Expressing the impulse to flee and the equally strong urge to return to the place of one’s childhood, Davies states, “We love the place we hate, then hate the place we love.” The filmmaker’s portrait of that place is woven together from various bits of archival footage, representing the first 28 years of his life and ending in 1973, when Davies left the city for good. The portrait is sometimes loving, but often brutal, populated with gray air, iron schoolyards, and grim buildings black with soot. Liverpool is a hardscrabble place, built upon the kind of industrial production that used a man’s back in concert with the might of the machine — both man and machine end up broken and crumbling. The film has the feeling of a modern Dickens, “wet shoes and leaky galoshes” — a flickering, black and white yesteryear covered in row after row of row houses, children playing in the streets, in the dust and garbage that is held aloft by what looks like a cold wind.
It’s a personal story — an autobiography of place — told with the voices of many, through a collage of radio broadcasts, classical music, pop songs, literary quotes and grounded by the filmmaker’s narration. The many voices of Liverpool weave together to form the filmmaker’s own, and his singular vision becomes the experience of many. It is a portrait of the modern urban, of a population coagulating around resources, industry and commerce to create goods and services for the benefit of others that develops into an environment that is anything but beneficial. As time passes, the stark, Stalinist architecture of modernity crams itself into the skyline, concrete apartment buildings become brutal affronts to the living. Davies describes it as “municipal architecture combined with the British genius for making the dismal … anything but Elysian.” One can see the progression of various recessions written as graffiti along the city walls. The crush of poverty crumbles the brickwork into a dust that clogs the city’s lungs.

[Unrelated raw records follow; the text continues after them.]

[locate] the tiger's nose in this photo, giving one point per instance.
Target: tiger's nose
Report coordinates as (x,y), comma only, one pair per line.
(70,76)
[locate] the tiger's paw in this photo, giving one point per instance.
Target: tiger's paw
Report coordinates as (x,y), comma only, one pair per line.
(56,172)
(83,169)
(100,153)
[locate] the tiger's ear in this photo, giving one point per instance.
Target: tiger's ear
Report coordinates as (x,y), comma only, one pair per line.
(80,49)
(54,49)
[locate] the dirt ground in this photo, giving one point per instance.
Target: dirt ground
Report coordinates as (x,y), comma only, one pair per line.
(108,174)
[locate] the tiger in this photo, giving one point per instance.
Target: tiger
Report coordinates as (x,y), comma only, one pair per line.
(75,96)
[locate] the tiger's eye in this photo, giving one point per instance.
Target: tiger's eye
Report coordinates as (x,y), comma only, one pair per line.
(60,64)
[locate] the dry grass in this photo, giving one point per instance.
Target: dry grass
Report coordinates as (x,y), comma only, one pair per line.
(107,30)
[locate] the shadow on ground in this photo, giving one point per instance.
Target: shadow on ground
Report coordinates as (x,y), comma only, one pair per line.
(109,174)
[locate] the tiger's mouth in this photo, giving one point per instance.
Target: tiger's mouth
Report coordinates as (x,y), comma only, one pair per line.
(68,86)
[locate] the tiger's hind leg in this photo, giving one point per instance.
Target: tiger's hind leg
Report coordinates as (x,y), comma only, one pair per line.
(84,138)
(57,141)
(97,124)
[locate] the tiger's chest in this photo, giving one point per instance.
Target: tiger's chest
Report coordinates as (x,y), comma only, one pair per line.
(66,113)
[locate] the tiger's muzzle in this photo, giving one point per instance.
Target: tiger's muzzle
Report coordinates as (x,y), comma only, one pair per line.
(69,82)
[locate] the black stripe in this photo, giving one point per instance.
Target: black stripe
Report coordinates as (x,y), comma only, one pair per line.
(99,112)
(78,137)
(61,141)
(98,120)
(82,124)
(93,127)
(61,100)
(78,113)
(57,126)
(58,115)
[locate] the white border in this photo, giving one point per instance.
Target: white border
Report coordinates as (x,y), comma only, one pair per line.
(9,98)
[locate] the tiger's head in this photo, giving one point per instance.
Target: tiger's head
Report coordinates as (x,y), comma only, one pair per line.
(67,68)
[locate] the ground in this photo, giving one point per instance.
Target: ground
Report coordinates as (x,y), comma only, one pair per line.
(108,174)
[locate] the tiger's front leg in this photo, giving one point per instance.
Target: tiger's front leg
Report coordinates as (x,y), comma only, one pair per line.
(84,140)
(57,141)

But like in any city, there is also respite — the early glamour of 1950’s film premieres, the rise of The Beatles “screamed away on a tide of Mersey Beat,” the diversion of football, a trip to the beach. Perhaps this is the most magical sequence: what looks like a whole nation deprived of luxury, a crush of the working class boarding a ferry in black and white and disembarking at the seashore in color. It is the magic of Oz, an escape from color-free Kansas. Happiness on a budget, a simple day at the beach replete with colorful bathing suits and contests of skill and beauty ends with a setting sun, a deep, amber dusk. Making fun and making do are the only other constants to a life of work, struggle and procreation. DeKooning said, “The trouble with being poor is that it takes up all your time.” Narrating images of the Queen Mother, Davies replies, “The trouble with being rich is that it takes up everyone else’s.” In early 2009, with the TARP half spent and the rest about to be, these are sentiments we can all appreciate.
Of Time and the City is a film of mindless building and inevitable decay, a broken everything contemplating the wrecking ball. One hopes it is also a portrait of the slow death of an idea as well, the end of a particular kind of industrial production, one that uses up and throws away, one that spoils the land and makes the habitat uninhabitable.